Ascorbate oxidase from Cucurbita pepo medullosa. New method of purification and reinvestigation of properties.

1. Ascorbate oxidase has been isolated from the green squash Cucurbita pepo medullosa by a new purification method. Furthermore a low-molecular-weight copper protein containing one type-1 copper/20000 Mr could be separated during the purification of the oxidase. The six-step procedure developed improved the yield of ascorbate oxidase by a factor of 2.5. The method is well reproducible and a constant value of 8 Cu (7.95 +/- 0.1/140000 Mr) has been established. By ultracentrifugal and electrophoretic criteria the enzyme preparations have been found to be homogeneous.

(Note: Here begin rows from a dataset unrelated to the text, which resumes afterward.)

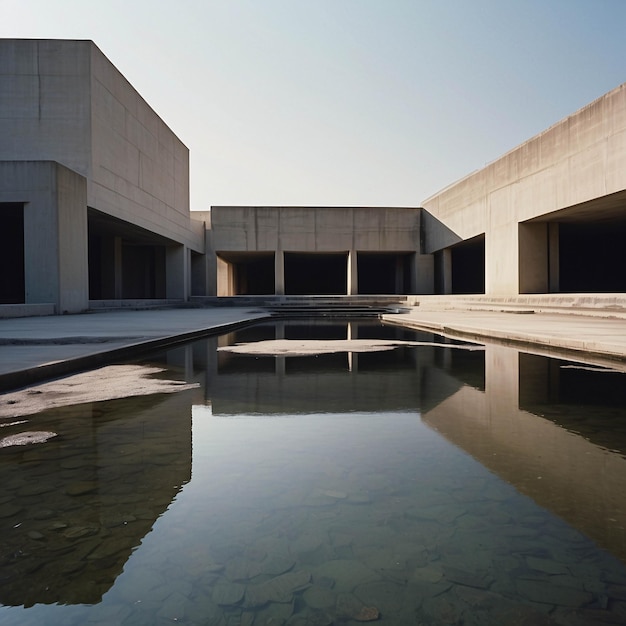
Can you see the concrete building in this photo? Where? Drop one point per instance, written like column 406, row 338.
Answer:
column 94, row 187
column 547, row 217
column 316, row 250
column 94, row 203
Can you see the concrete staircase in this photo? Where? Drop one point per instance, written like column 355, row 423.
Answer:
column 314, row 306
column 590, row 305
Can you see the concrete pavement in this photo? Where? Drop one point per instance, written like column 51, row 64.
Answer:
column 35, row 348
column 590, row 338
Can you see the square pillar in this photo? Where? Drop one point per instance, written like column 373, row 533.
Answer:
column 279, row 273
column 353, row 273
column 177, row 272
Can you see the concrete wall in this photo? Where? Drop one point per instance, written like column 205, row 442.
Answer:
column 139, row 168
column 578, row 162
column 315, row 229
column 64, row 101
column 349, row 230
column 55, row 231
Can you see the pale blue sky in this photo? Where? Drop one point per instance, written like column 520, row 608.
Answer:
column 345, row 102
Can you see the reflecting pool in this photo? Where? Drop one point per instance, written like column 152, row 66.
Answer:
column 317, row 474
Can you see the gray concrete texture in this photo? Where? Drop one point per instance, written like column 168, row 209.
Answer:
column 574, row 169
column 64, row 101
column 36, row 348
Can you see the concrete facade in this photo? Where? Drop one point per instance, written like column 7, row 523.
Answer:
column 336, row 250
column 97, row 187
column 64, row 102
column 572, row 173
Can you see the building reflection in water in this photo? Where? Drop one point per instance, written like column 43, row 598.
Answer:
column 553, row 429
column 73, row 510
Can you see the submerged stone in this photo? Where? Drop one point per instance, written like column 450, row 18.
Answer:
column 26, row 438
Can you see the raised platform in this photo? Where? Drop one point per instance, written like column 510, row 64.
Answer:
column 612, row 305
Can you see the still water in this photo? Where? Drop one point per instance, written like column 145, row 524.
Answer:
column 442, row 483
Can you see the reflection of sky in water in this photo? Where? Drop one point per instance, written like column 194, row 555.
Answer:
column 284, row 490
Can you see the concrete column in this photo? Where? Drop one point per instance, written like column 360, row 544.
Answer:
column 55, row 235
column 199, row 275
column 553, row 258
column 118, row 274
column 177, row 272
column 279, row 273
column 422, row 273
column 446, row 271
column 224, row 278
column 533, row 258
column 502, row 260
column 353, row 273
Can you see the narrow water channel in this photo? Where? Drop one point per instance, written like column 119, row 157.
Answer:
column 318, row 474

They exhibited a specific activity of 3930 +/- 50 units/mg protein or 1088 +/- 15 units/microgram copper. 2. The pure enzyme is characterized by the following optical purity indices: A280/A610 = 25 +/- 0.5, A330/A610 = 0.65 +/- 0.05 and A610/A500 = 7.0 +/- 0.25. The molar absorption coeffient of the characteristic absorption maximum at 610 nm (oxidized minus reduced) amounts of 9700 M-1 cm-1 . 3. Computer simulations of the electron paramagnetic resonance (EPR) spectra of the oxidized enzyme reveal the following parameters: for the type-1 (blue) copper gz = 2.227, gy = 2.058, gx = 2.036; Az = 5.0 mT, Ay = Ax = 0.5 mT, for the type-2 (non-blue) copper g parallel to = 2.242, g perpendicular = 2.053; A parallel to = 19.0 mT, A perpendicular 0.5 mT. Out of the eight copper atoms present in the oxidase four are detectable by EPR. Of these, three belong to the type-1 class, and one to the type-2 class, as demonstrated by computer simulations of the EPR spectra. 4. To achieve full reduction of the enzyme, as measured by bleaching of the blue chromophore, four equivalents of L-ascorbate or reductase must be added in the absence of molecular oxygen. Upon reduction of the enzyme the fluorescence at 330 nm (lambda max ex = 295 nm) is enhanced by a factor of 1.5 to 1.75. The reduced enzyme is readily reoxidized by dioxygen, ferricyanide or hydrogen peroxide. It binds two molecules of hydrogen peroxide in the oxidized state (1/type-3 Cu pair), which can be monitored by a characteristic increase of the absorbance around 310 nm (delta epsilon = 1000 +/- 50 M-1 cm-1). Corresponding changes in EPR and fluorescence spectra have not been detected.